Think of it like this. IF you are running 30 gallons per minute and there is some kind of interruption in the flow (don't see why, but its possible). If there is no tank, that means the water in the will drop several inches in a single minute. IF it is in a large tank, it MIGHT drop 1 inch in that minute.

Yes, I had planned on a tesla turbine if I could build it.

the water no longer has that (the energy from the previous 250 foot drop) to pass on to the next drop.

Of course it doesn't. That's why it goes into the tank.

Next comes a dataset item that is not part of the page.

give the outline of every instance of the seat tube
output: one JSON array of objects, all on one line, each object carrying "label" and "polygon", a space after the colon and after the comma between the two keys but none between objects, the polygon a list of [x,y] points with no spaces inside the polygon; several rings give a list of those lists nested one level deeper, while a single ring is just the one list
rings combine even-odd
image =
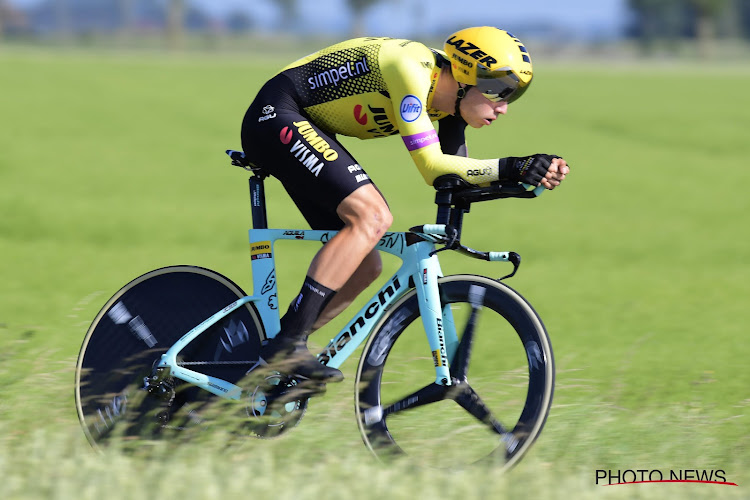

Here is the reasoning for that. The higher the drop, the more of the energy from the pressure is lost to the resistance of the tube or pipe. Up to about 250 to 300 feet, the resistance of the pipe is almost non existent (less than 1%). By the time it hits 600 feet, it has lost 10% of the power. At 1000 feet its close to 50%.

By splitting it into 250 foot segments, you lose about 2% of the power of the 10000 foot drop. Without the break up, you lose about 90%.

So the entire things is a 10000 foot drop, but with segments to keep the resistance loss down.
Edited on 06-05-2019 04:53
06-05-2019 05:20
dehammer
★★★☆☆
(480)
As for the gas going up the tube, here is what experts say.
Andreas J Schwab, Dr.rer.nat. (equivalent to PhD) in Physiological Chemistry at Ludwig-Maximilian University in Munich
Updated May 21, 2016 · Author has 839 answers and 1m answer views
The density of hydrogen and oxygen are 0.0899 and 1.429 g/l at 0 degrees centigrade.
Density for all the elements in the Periodic Table
One liter of water will thus produce 111/0.0899 =1235 liters of hydrogen and 888.81/1.429 = 622 liters of oxygen. Note that according to Avogadro's law, the volume of hydrogen is about twice that of oxygen, because 1 mol of water produces 1 mol of hydrogen and 1/2 mol of oxygen.
Gas Laws


This means at one atmosphere (14 psi) hydrogen from a single liter will take up 75364.32 cubic inches.

A 10000 foot, 1 inch pipe would have 94,248 cubic inches.

This means it would only take 1.5 liters to fill a 10000 foot 1 inch pipe at 14 psi. My design would have it at 30 psi, so it would take 3 liters.